This morning I was working on making gourd birdhouses. My gourds were grown last year and have been sitting in the garden waiting for me to do something with them for all this time. They have been moved from place to place, had things piled on them, been out in the rain and in the blazing summer sun. The rains had yielded black and white molds and the sun had baked these fungal imperfections into place.
As I looked at them, I realized that the ones that were the most beautiful were the ones that had endured the most hardship, had the most mottling, showed the most contrast from sun bleaching. Instead of painting them, I will be putting a coat of polyurethane on them to preserve those beautiful imperfections.
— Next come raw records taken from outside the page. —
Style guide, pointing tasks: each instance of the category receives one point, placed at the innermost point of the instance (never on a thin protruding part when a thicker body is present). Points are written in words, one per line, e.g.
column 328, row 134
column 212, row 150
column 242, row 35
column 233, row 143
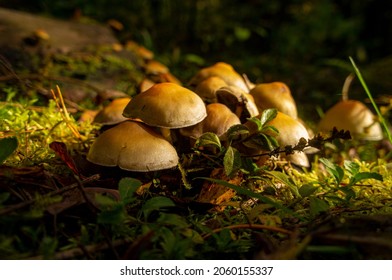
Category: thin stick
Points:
column 380, row 116
column 250, row 226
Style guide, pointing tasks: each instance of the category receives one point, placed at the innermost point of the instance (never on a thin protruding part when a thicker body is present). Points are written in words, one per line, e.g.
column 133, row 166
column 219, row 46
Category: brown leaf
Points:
column 61, row 151
column 218, row 194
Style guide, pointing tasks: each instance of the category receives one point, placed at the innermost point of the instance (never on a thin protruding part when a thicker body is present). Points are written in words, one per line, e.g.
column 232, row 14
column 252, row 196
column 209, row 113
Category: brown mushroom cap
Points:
column 354, row 116
column 112, row 113
column 133, row 146
column 219, row 119
column 224, row 71
column 274, row 95
column 167, row 105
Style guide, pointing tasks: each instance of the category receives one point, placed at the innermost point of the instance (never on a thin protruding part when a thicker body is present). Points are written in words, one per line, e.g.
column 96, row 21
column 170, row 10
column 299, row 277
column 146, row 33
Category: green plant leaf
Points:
column 351, row 167
column 364, row 176
column 285, row 180
column 7, row 147
column 172, row 219
column 231, row 161
column 317, row 206
column 156, row 203
column 237, row 131
column 208, row 139
column 336, row 171
column 127, row 188
column 114, row 215
column 262, row 142
column 307, row 190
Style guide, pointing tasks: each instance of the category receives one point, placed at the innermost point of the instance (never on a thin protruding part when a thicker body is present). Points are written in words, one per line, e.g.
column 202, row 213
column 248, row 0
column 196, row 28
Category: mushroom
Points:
column 290, row 133
column 274, row 95
column 207, row 88
column 240, row 102
column 219, row 119
column 168, row 106
column 112, row 113
column 222, row 70
column 159, row 72
column 132, row 146
column 354, row 116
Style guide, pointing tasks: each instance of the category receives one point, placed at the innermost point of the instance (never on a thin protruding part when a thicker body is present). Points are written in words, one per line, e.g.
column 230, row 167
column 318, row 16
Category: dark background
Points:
column 303, row 43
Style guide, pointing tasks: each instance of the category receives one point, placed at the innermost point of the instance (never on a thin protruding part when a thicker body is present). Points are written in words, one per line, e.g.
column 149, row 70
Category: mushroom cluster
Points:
column 147, row 128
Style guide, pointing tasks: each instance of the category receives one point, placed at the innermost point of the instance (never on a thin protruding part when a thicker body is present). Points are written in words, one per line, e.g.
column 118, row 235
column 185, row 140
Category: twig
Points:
column 250, row 226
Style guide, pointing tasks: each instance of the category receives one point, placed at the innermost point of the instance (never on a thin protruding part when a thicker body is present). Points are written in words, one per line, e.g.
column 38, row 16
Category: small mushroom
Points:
column 168, row 106
column 132, row 146
column 274, row 95
column 207, row 88
column 239, row 101
column 354, row 116
column 290, row 133
column 219, row 119
column 222, row 70
column 112, row 113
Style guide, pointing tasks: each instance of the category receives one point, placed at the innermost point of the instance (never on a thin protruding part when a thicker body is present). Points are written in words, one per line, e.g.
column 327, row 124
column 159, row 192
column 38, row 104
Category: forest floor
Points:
column 55, row 204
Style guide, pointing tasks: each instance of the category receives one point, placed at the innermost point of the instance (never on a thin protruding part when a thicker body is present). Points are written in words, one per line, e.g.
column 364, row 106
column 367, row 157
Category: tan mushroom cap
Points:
column 112, row 113
column 133, row 146
column 274, row 95
column 167, row 105
column 224, row 71
column 354, row 116
column 219, row 119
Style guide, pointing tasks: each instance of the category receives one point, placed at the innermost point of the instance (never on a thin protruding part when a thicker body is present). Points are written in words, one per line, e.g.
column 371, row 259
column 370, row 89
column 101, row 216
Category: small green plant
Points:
column 365, row 87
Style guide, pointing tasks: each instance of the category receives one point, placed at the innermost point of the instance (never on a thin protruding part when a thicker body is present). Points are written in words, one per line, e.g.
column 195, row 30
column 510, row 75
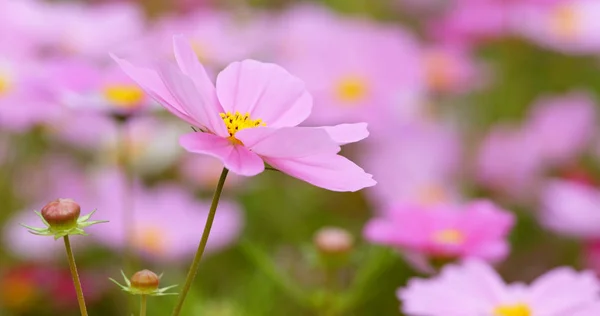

My favorite of these will be made into a vase to have in the house to hold flowers from the garden. The others will be used as pieces of art for the garden and hopefully a home for some of the sparrows and finches that inhabit our yard.
Isn’t that how people are too? Some of the most gorgeous people I know are the people who have endured hardship, have the scars and have emerged as something new and completely different on the other side. In fact, sometimes when I look at something that is too perfect I distrust it – is the image photoshopped; did the person have surgery; are they brilliant make up artists; or are they simply deceptive people great at making others think that they are perfect and happy?
I need to work on accepting my own human imperfections, shortcomings, blemishes and scars and trust that they will be transformed into something beautiful on the other side. I need to accept that they are a living trademark of my own humanity. Like the gourd, I need to simply be and know that life has bigger plans for me and for the scars I’ve picked up on my journey.